AUGUSTA — Maine’s Department of Health and Human Services announced Monday it is taking immediate action to improve child safety following the report of 26 child deaths since 2017.

The department said in a statement it would launch a public awareness campaign about unsafe sleep environments for children, especially infants, noting that 48 of 107 child deaths from 2014 to 2019 were related to unsafe sleeping situations.

The department will also increase the number of home visits by public health nurses to families with new babies in an effort to help families who are struggling with substance use disorder.

According to the release, 33 percent of child abuse victims in Maine have parents with active drug use disorder as a risk factor and 18 percent have a parent with alcohol use disorders.

“We are deeply saddened by these children’s deaths and are taking immediate actions as part of our broader work to reform the child welfare system to prevent such tragedies,” Jeanne Lambrew, commissioner of the Maine Department of Human Services, said in a prepared statement Monday. Kennebec Journal photo by Joe Phelan

“We want parents who are struggling with a substance use disorder to know that help is available and that, through initiatives like this, we can fight addiction and support people on the path to recovery as well as protect Maine children,” said Gordon Smith, Maine’s director of opioid response.

The announcement came on the last day of the bench trial of Shawna Gatto, who is accused of killing 4-year-old Kendall Chick after the girl was placed by DHHS in the custody of her grandfather, Stephen Hood, and Gatto, his fiancée, in 2017. Justice William Stokes said Monday he will issue his verdict on April 30.
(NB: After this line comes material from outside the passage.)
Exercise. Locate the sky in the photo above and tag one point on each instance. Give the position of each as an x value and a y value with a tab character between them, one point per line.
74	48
Gatto told police she had been caring for the little girl the day she was found unresponsive in a bathtub, and police said they found bloodstains in multiple places in the Wiscasset home.

The Public Health Nursing Program and Maine Families Home Visitation Program, which serve all new parents in Maine, will offer parenting guidance and connect families with children under age 2 to community-based supports.

The department also plans to submit an application for federal support through the Maternal Opioid Misuse Initiative, a program to address the widespread impact of the opioid epidemic and provide pregnant women and mothers with treatment and recovery supports to reduce the number of drug-affected births in Maine.

“The Maine Department of Health and Human Services takes seriously its responsibility to protect the safety and welfare of children,” DHHS Commissioner Jeanne Lambrew said in a prepared statement. “We are deeply saddened by these children’s deaths and are taking immediate actions as part of our broader work to reform the child welfare system to prevent such tragedies.”

The department will use “Safe to Sleep” campaign public service announcements for radio, television and weekly community newspapers in an effort to reach all new parents in Maine, whether they are involved with DHHS child protective services or not, the release stated.

“Safe sleep guidelines include placing babies on their backs to sleep on a firm surface free of loose bedding and soft objects, and at a comfortable room temperature,” the release stated. “Parents are encouraged to share a room with their baby for sleep, but infants should not sleep in an adult bed or on a couch or chair.”


According to Lambrew, the new initiatives build on previous actions taken by the department.

Todd Landry Photo by Kevin Gaddis Jr.

Those actions include hiring more than 100 staff to fill vacancies in Maine’s child welfare system, giving child welfare caseworkers access to better background information on individuals when assessing abuse and neglect allegations, and ending a waiver with the federal government, which allows the state to access federal funding for all eligible expenses rather than operating with a fixed funding amount.

An initial analysis completed within DHHS estimated that ending the waiver early would result in access to an additional $3.7 million for services for children and foster families in Maine.

The Legislature is debating several bills aimed at strengthening the child protective services system. On Monday, a legislative committee endorsed a bill that requires DHHS to develop a plan for lowering caseloads and set specific caseload limits and a timeframe for meeting them.

In March, Lambrew announced the hiring of Todd Landry to be the first permanent director of the Office of Children and Family Services, which was led by temporary and interim directors for years under the administration of Republican Gov. Paul LePage.

Landry, who starts in his position on April 29, most recently was chief executive officer of the Lena Pope Home in Fort Worth, Texas, a nonprofit that serves children and families. He previously served three years as director of Nebraska’s Division of Child and Family Services. He also sits on several national boards, including as treasurer for the Child Welfare League of America, a national coalition of private and public agencies working to improve the lives of vulnerable children and families.